Led by the museum's Curator of Education and Outreach Kristin Heron, the classes offer free art projects with the purpose of inner healing and finding peace. That kind of solitude and creativity was found in the museum's gardens May 26, where the group used plants and leaves from the ground to create botanical monoprints. The classes' artwork — along with other local professional and amateur artists who have been inspired by the gardens — will be hung in the museum for the "Art in the gARTen" gallery starting June 3. 

"Everybody can do art," McCauley said. "You just have to find something that works for you, and you can only do that by taking classes." 
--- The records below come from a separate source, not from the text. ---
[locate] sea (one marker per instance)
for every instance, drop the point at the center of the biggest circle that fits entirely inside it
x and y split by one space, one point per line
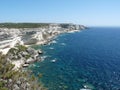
85 60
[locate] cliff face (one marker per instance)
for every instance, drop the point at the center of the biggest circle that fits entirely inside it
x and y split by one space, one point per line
9 37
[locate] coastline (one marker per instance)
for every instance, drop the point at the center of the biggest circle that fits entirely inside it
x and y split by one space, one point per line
18 51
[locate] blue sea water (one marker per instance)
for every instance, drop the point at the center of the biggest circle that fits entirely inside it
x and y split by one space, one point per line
88 59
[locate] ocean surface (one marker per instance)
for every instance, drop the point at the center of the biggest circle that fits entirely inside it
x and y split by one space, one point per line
86 60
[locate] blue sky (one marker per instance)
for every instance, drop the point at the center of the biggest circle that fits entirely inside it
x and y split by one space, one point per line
86 12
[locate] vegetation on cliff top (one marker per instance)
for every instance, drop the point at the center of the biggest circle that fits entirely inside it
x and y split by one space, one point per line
11 79
23 25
While her last class only had five students, they all said normally Heron's classes are completely full. 

"We hope the Smithsonian doesn't grab her up," Lori Davis smiled. "We want her to stay in Ormond." 

A community inspired 

Instructor Kristin Heron said botanical monoprinting was a very spontaneous form of art (Photos by Emily Blackwood).
Instructor Kristin Heron said botanical monoprinting was a very spontaneous form of art (Photos by Emily Blackwood).

More than 35 artists will be featured in the upcoming "Art in the gARTen" show opening June 3 in honor of the founding 70 years ago of the museum and gardens. Made up of 12-by-12 inch oil and acrylic paintings, photography, mixed media, ceramic and mosaic of the museum's gardens. Besides the lush flora and fauna, iconic images of the waterfall and peacock fountain were also captured. 

A college art class set Juliet Bullen-Dunbar on a path of recovery and self-discovery, helping her create one of the paintings to be featured in the exhibit. 

"The art was drawing me out of myself and giving me a lot of self-confidence,'' said the recent graduate of Daytona State College in a press release. 

The museum is open from 10 a.m.to 4 p.m. daily, and noon to 4 p.m. on the weekend. The gardens are open until dusk.